Великий князь Михаил Павлович произвёл внезапный смотр батальону, в котором находился Катенин. Со свойственным ему вниманием осматривая мундиры на солдатах, его высочество был неприятно поражён небольшою заплатою на рукаве у одного из рядовых или унтер-офицеров. Подозвав Катенина, великий князь показал ему на этот изъян на мундире солдата и сурово произнёс:
– Это что? Дыра?
– Никак нет, ваше высочество, – почтительно отвечал Катенин, – это заплатка, и именно затем, чтоб не было дыры, которую ваше высочество заметить изволили».

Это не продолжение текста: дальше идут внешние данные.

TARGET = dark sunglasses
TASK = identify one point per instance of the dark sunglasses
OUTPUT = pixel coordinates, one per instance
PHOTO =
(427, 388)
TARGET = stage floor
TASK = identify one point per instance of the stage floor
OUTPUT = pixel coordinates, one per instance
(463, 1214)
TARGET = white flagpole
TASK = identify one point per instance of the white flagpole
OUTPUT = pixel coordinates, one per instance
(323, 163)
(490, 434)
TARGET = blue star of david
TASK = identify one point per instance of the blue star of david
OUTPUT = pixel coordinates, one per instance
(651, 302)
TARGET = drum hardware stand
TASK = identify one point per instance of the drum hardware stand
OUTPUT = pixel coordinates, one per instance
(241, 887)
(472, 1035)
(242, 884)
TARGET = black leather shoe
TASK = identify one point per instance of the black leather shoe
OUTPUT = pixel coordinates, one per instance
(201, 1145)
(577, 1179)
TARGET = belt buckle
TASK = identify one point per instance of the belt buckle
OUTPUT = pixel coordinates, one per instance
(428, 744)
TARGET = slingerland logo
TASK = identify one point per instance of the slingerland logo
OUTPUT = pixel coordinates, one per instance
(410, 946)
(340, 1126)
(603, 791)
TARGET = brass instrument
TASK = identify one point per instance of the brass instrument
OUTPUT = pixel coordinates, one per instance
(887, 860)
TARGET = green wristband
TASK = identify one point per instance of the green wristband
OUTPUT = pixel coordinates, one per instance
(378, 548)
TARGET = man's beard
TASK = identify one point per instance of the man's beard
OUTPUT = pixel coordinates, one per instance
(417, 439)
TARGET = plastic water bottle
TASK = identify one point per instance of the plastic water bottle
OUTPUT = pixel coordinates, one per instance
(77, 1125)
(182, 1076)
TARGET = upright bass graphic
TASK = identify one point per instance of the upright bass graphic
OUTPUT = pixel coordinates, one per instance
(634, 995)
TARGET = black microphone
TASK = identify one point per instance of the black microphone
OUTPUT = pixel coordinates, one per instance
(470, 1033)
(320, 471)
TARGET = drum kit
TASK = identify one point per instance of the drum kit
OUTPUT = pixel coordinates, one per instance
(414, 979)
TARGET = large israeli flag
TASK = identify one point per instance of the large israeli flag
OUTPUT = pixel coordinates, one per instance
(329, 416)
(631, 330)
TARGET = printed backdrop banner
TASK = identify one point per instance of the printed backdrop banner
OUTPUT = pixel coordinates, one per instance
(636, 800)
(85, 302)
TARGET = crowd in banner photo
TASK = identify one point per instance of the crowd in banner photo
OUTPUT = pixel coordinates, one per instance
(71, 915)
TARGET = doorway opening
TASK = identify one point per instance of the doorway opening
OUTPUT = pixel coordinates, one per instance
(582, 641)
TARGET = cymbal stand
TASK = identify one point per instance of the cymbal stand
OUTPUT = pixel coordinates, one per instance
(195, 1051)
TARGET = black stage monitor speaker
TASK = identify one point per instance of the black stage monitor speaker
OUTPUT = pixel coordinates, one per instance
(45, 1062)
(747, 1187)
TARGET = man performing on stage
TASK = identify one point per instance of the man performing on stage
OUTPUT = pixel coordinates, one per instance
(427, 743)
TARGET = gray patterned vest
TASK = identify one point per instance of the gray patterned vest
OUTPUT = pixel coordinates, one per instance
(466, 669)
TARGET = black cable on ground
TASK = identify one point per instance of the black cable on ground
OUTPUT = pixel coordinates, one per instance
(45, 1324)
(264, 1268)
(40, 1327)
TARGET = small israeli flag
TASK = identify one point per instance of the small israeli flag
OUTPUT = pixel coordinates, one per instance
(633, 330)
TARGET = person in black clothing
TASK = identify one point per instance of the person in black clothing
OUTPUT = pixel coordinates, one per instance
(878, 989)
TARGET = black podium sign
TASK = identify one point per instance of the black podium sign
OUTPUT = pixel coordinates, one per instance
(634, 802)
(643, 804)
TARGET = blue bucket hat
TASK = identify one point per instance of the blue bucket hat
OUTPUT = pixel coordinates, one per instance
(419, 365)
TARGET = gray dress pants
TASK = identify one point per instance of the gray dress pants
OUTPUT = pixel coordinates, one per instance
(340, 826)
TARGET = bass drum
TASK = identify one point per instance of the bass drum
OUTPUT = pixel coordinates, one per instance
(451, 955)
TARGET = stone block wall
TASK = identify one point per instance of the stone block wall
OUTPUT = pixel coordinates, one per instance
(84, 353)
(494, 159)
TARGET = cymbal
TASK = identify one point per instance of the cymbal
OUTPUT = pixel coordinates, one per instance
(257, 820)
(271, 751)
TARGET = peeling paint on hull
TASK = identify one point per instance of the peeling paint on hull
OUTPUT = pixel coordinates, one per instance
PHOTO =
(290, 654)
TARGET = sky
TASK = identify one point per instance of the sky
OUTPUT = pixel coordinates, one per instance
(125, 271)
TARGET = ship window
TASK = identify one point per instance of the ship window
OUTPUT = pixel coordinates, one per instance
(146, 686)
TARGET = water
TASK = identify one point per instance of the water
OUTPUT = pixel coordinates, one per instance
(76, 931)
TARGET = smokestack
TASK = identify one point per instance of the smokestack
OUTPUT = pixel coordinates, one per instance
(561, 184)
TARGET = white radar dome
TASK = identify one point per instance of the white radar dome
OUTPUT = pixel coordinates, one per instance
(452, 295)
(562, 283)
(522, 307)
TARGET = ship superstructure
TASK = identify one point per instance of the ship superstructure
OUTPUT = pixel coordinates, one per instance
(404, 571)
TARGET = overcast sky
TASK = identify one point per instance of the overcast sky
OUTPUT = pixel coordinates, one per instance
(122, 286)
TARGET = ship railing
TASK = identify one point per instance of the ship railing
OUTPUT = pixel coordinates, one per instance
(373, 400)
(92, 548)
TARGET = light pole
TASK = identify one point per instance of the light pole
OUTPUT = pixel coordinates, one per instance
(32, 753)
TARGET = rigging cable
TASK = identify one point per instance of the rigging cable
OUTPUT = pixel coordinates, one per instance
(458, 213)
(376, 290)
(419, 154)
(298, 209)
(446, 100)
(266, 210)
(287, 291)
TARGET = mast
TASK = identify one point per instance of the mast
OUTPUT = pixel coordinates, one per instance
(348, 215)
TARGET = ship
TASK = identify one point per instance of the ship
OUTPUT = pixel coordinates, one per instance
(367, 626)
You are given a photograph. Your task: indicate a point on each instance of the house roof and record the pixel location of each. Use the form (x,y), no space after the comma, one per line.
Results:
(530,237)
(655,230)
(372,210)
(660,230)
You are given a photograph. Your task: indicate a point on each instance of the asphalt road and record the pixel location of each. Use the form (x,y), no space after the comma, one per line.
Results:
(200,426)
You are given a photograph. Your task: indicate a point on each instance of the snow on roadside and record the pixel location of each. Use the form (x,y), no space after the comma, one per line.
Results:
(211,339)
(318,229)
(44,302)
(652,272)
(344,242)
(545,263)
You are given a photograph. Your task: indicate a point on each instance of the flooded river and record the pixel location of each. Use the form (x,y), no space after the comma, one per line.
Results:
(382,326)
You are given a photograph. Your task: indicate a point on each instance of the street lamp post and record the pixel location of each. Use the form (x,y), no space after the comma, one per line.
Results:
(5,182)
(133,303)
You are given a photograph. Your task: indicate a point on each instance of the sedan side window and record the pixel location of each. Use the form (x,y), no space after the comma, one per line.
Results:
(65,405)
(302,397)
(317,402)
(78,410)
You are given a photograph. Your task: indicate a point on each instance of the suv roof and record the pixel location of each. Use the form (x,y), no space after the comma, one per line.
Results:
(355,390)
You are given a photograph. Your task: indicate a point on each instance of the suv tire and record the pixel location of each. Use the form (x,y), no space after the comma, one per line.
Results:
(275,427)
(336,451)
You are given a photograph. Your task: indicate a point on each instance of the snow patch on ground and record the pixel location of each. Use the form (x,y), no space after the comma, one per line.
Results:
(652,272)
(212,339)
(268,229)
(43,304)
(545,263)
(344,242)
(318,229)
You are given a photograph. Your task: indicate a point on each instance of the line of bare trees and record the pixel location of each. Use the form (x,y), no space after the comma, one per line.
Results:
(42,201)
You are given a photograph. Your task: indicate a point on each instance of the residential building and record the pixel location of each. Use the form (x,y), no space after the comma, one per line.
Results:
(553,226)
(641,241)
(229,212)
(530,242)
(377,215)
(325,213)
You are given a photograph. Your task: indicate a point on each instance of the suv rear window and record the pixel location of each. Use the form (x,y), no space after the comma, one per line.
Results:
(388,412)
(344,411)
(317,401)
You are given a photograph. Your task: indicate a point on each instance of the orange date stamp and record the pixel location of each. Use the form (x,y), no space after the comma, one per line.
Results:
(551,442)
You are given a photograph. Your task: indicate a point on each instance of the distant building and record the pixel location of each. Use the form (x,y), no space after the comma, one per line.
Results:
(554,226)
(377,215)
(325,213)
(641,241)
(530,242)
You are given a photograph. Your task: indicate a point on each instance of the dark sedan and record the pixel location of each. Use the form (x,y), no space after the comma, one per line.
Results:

За такое предерзостное поведение полковника, гвардейца, награждённого за храбрость орденом св. Владимира 4-й степени и прусским крестом, тут же отправили в отставку. Официальная мотивировка гласила: «…замеченный неоднократно с невыгодной стороны».
Из Санкт-Петербурга Катенин не уехал – ещё два года там блистал, спорил и злился, что о нём совсем не говорит критика (забыв про то, что было написано в «Студенте», начнёт пенять товарищам: хоть слово обо мне сказали б!). Называл литературных оппонентов «шайкой глупой», играл в любительских спектаклях, часто бывал за театральными кулисами, продолжал учить актёров искусству декламации, всё больше терял значимость как сочинитель стихов, однако приобретал всё больший вес в среде театралов. Продолжалось это до очередного, в духе Катенина, случая.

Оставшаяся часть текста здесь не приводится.